The MSc ITMOC is structured in three parts, corresponding broadly to the three academic terms, with breaks at Christmas and Easter.

ITMOC revised version

In line with the programme’s aims, a wide range of different teaching and learning methods are used.

‌Term 1: October to December

The Welcome Week introduces you to key aspects of the ITMOC programme - what will be expected of you, as well as to the world-class facilities provided by LUMS and the University. Most importantly, it involves teamwork exercises, a study tour in Manchester and a range of social activities to help you get to know your fellow ITMOC students, with whom you will be working closely throughout the year.

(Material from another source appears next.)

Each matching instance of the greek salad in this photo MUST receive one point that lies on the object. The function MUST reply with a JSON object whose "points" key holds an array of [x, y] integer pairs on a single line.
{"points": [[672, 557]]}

In the first term, students take five core modules and one elective module. Academic and Professional Practice is a skills-based and developmental module and non-assessed.

The core modules are:

Interpretations of Information, Technology and Organisations
Systemic Interventions and Consulting
Knowledge Management
Analysis, Design and Innovation
Academic and Professional Practice 

You also choose one elective module from the following list:

Accounting and Financial Management *
E-Business *
Enterprise Systems Architectures 
Human Resource Management I *
Operations Management *
Introduction to Business Analytics

For those modules marked with *, you will be taught with students on other LUMS Masters programmes.

Term 2: January to March

In the second term you take six more core modules and one elective module. You will continue to study Academic and Professional Practice.

The Management of Organisational Change
Strategy, IT and Digital Business
Researching in Organisational Settings
IT Project Management
Academic and Professional Practice
Business Analysis and Enterprise Systems

You also take one of the following elective modules:

E-Marketing *
Human Resource Management II *
Knowledge and Global Organisations *
Cyber Security and Enterprise Resilience

Term 3: May to September

The final element of the Masters programme, and the most substantial single piece of written work, is the dissertation. This involves a sustained piece of individual research, and in some cases this is undertaken for a client company. The dissertation module accounts for 60 credits.

There is an optional study tour to London in June each year. Students attend a global cloud and big data conference, participate in a Chief Information Officer (CIO) workshop at the Work Foundation, and visit the Google London Campus and associated companies based at Silicon Roundabout.